I believe that customers will be out in the next quarter and in fourth quarter to fill substantially lot of their open position. I believe the low cost producers is going to be able to secure tonnage.
I would hope that we could actually increase volume next year but we will see how the market responds. As we mentioned in the past we think there are some higher cost producers that have supply in the market today on the basis of higher price legacy contracts.
Those contracts expire at the end of this year. So we're confident at this moment in time that we will be able to place our tonnage for next year at comparable levels that we have in 2017 if not improve or increase those volumes.
Paul Forward
Great. Thanks very much.
Operator
Next question from Lucas Pipes with FBR Capital Markets. Please go ahead.
Lucas Pipes
Hey, good morning everybody.
Joseph Craft
Good morning.
Lucas Pipes
So I wanted to ask you, Brian, on the pricing side and I'm sure you can appreciate this question. Because of some of the pricing points that we see on our screen so they seem awfully low kind of in comparison to where you're selling your coal in the second quarter or expected that to sell it in 2017.
Brian where would you put kind of the pricing range for 2018 when you put tons to bed not, not looking for an exact number but just I think this is something that's on investors' mind, would appreciate kind of a zip code in terms of what they should be penciling in?
Brian Cantrell
I think on our previous call we indicated that we had at that time expected price realizations in '18 to be comparable to our - what we're seeing in 2017. Joe just indicated depending on how higher cost supply reacts and what natural gas pricing looks like except it could vary a little bit.

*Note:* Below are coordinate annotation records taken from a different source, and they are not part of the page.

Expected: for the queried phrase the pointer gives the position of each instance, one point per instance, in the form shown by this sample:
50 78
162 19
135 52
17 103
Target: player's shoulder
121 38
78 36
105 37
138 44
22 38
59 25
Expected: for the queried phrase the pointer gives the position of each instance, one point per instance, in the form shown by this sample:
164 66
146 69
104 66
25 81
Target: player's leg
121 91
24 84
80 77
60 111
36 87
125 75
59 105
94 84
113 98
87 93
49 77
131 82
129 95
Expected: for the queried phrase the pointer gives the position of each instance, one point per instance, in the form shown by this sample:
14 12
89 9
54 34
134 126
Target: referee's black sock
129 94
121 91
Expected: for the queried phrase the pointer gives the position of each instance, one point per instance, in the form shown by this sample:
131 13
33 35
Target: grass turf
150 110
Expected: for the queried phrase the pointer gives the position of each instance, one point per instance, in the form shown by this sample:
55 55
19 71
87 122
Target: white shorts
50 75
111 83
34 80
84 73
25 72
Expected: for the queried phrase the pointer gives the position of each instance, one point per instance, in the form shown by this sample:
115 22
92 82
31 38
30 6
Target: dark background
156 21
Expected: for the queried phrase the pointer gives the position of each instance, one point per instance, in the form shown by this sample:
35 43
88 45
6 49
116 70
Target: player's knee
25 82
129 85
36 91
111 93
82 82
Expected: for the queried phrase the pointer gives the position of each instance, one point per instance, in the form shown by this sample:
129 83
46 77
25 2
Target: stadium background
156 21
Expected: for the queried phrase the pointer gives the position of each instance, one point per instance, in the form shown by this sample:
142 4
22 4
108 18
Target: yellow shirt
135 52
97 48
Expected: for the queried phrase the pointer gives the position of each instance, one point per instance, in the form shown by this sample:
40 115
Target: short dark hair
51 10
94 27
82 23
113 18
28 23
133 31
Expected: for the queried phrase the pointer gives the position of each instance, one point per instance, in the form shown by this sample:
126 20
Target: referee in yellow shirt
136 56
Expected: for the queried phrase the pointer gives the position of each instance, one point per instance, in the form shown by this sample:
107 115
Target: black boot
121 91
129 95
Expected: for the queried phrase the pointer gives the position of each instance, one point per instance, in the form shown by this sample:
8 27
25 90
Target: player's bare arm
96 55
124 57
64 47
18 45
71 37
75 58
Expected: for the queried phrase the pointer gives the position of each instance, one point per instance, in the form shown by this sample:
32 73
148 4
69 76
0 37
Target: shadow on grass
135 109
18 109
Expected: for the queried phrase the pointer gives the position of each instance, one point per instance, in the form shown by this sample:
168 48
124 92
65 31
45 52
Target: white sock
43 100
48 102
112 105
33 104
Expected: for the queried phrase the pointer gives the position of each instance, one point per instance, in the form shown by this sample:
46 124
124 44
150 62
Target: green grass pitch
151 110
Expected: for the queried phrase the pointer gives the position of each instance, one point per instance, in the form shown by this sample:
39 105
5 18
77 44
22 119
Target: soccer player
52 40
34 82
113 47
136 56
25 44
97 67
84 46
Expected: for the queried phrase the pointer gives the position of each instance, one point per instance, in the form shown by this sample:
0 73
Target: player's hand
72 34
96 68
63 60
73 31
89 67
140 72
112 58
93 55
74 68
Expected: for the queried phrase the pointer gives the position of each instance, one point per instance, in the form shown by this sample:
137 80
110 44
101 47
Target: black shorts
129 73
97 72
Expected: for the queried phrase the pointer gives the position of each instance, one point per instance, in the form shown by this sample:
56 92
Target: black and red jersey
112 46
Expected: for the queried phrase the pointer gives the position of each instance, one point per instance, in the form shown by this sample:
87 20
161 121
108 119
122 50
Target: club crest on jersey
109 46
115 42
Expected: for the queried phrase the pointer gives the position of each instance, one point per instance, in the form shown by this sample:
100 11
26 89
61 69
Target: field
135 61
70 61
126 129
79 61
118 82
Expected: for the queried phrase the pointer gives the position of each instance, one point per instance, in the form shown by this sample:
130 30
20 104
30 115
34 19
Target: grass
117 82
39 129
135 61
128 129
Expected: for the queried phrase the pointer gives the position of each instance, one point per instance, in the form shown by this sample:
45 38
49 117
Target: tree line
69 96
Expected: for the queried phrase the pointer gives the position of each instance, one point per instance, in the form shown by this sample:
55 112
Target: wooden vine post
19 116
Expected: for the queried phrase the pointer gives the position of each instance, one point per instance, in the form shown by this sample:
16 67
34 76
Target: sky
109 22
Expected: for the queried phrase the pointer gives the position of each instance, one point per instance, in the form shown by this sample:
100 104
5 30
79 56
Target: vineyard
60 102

We're looking at it. We may have a bit of a bias to that being a little bit better in '17 compared to '18.
But it did -
Joseph Craft
'18 compared to -
Brian Cantrell
I'm sorry, '18 compared to '17. But it does remain fluid and there's a lot of factors as you know that go into where prices ultimately settle.
We're comfortable with our prior comments around 2017 and in 2018, we expect them to be comparable if not a little bit better.
Lucas Pipes
Got it. Okay that's helpful and then.
Joseph Craft
When you're looking at your screen, fiscal markets are trading appreciably higher than that. Again you have to think in terms of the high cost producers to try to model the prices you see on your screen that's just going to accelerate the shutdowns as I talked about earlier.

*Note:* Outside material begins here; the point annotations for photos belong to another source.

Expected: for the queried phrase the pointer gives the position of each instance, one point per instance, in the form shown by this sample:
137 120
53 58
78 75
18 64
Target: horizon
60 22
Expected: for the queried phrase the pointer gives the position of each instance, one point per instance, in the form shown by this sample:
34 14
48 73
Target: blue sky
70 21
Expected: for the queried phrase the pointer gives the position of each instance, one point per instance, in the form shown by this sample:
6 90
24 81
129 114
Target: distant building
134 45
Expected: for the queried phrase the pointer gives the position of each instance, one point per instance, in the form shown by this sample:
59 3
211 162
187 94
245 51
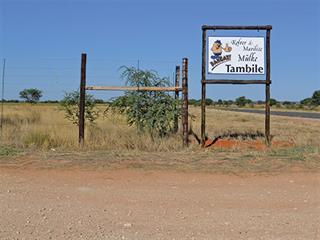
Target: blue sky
42 42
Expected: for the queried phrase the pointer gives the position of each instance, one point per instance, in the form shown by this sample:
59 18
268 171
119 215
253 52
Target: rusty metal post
185 102
82 97
176 97
203 90
268 82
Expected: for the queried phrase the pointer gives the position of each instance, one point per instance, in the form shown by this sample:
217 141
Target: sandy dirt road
136 204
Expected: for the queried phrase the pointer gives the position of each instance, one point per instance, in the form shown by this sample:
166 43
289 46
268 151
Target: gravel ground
137 204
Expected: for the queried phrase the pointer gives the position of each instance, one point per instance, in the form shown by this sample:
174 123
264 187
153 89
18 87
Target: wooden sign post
220 60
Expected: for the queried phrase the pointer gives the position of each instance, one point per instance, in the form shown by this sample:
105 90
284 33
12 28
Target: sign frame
232 49
266 81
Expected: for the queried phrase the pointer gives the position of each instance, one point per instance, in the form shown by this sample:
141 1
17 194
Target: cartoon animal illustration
217 49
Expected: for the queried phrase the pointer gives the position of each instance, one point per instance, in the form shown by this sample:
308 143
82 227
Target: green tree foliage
242 101
31 95
306 101
70 105
150 111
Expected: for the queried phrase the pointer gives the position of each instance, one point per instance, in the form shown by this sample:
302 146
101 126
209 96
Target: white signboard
236 55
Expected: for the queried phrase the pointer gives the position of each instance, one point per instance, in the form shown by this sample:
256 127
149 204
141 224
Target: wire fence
55 76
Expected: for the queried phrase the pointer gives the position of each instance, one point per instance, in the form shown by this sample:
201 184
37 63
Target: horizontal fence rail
263 27
128 88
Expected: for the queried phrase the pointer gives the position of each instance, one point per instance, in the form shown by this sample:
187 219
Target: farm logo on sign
236 55
217 50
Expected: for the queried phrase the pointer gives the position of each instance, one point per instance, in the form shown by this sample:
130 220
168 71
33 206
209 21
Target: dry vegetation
110 142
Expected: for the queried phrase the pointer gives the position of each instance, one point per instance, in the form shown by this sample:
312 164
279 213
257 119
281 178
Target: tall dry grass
43 126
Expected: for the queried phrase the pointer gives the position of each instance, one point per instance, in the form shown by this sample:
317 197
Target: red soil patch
248 144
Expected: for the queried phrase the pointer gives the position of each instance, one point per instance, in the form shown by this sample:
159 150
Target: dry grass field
122 185
40 130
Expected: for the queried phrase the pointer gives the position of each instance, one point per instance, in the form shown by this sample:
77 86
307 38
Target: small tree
150 111
70 105
31 95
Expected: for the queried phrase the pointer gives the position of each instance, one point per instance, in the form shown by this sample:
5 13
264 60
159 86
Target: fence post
203 88
185 116
82 97
176 97
267 117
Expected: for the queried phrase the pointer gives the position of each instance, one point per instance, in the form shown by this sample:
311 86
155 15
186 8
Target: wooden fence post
176 97
185 116
267 117
82 98
203 88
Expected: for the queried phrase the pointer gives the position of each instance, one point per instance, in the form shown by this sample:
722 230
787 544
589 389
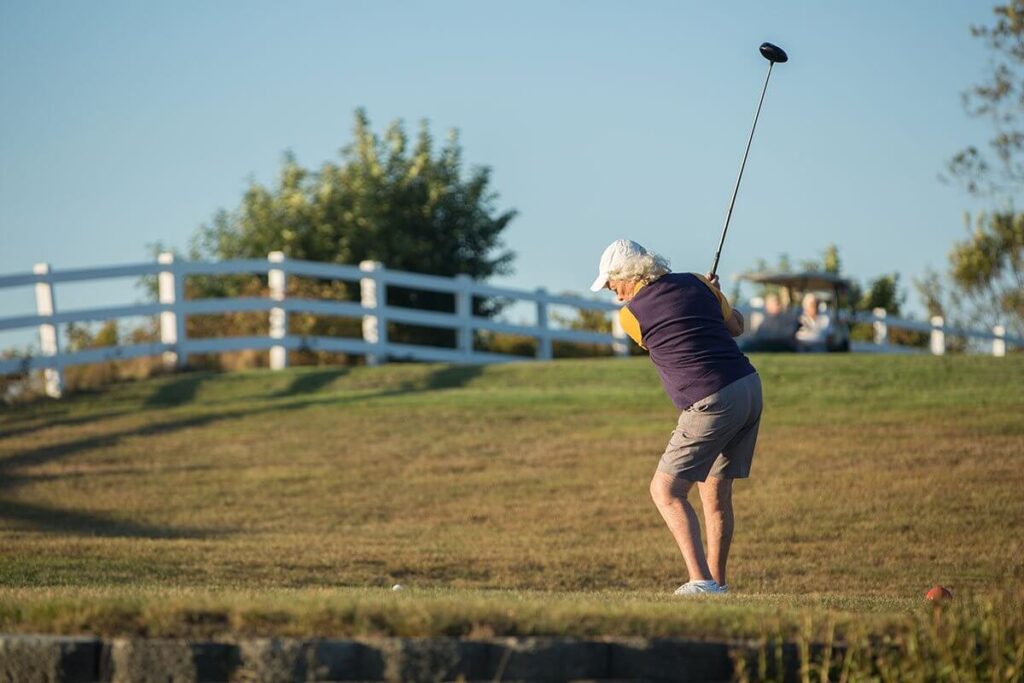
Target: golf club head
773 53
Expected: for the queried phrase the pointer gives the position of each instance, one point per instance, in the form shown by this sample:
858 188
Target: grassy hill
488 492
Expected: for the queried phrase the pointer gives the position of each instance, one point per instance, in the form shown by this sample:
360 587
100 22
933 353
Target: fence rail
174 346
374 280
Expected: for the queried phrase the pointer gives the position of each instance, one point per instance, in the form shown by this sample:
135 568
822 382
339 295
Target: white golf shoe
708 587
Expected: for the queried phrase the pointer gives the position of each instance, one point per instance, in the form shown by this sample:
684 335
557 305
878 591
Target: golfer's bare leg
716 497
669 494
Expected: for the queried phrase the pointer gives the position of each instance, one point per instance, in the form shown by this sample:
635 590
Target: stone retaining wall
31 658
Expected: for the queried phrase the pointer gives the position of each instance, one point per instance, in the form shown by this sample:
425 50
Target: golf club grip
742 165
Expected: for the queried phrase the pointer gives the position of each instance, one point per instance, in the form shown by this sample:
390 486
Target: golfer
687 325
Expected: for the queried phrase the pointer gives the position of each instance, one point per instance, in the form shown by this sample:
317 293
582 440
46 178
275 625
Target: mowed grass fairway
506 499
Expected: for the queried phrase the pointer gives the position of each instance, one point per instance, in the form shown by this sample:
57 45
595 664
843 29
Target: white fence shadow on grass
374 279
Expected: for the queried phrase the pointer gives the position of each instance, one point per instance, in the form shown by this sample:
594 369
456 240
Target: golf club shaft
732 203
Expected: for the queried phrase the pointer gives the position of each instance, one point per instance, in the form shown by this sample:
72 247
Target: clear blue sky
124 124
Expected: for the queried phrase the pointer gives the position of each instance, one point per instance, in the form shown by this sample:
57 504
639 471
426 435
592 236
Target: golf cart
801 311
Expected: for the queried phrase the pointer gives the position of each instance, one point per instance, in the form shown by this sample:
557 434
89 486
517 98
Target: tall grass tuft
972 638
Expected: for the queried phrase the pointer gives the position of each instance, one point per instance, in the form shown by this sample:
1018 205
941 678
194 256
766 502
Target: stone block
141 660
49 658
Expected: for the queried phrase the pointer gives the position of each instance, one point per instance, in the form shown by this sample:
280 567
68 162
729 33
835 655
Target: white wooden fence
374 280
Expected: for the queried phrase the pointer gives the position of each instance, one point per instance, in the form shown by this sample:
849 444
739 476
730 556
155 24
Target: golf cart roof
801 281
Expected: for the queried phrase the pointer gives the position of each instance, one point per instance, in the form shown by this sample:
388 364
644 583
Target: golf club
773 53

So we don't anticipate the markets are appreciably higher than that. At the same time, they're not high enough to keep that that tonnage on the market in our view.
So that is consistent with what I was trying to say a few minutes ago.
Brian Cantrell
Yeah. And Lucas, as we've talked in the past the things you see on the screen are maybe directional indicators but you have to consider the qualities that are reflected on those screens BTU content, chlorine, etcetera where it's delivered and you have to factor all of that in compared to the various qualities transportation advantages that we can bring to the marker.
So it's tough to generalize and we have opportunities to view better than what the screens may otherwise indicate.
Joseph Craft
The biggest issue is volume. Many of the exits that you're looking at are train by train or vessel by vessel type base but not in ton transactions.
Lucas Pipes
That's very helpful. And maybe to switch over to the cost side, again with an eye towards 2018, Joe I think you just mentioned that you're looking to maybe sell more coal in '18 versus '17, what would you say is going to be the impact on the cost side?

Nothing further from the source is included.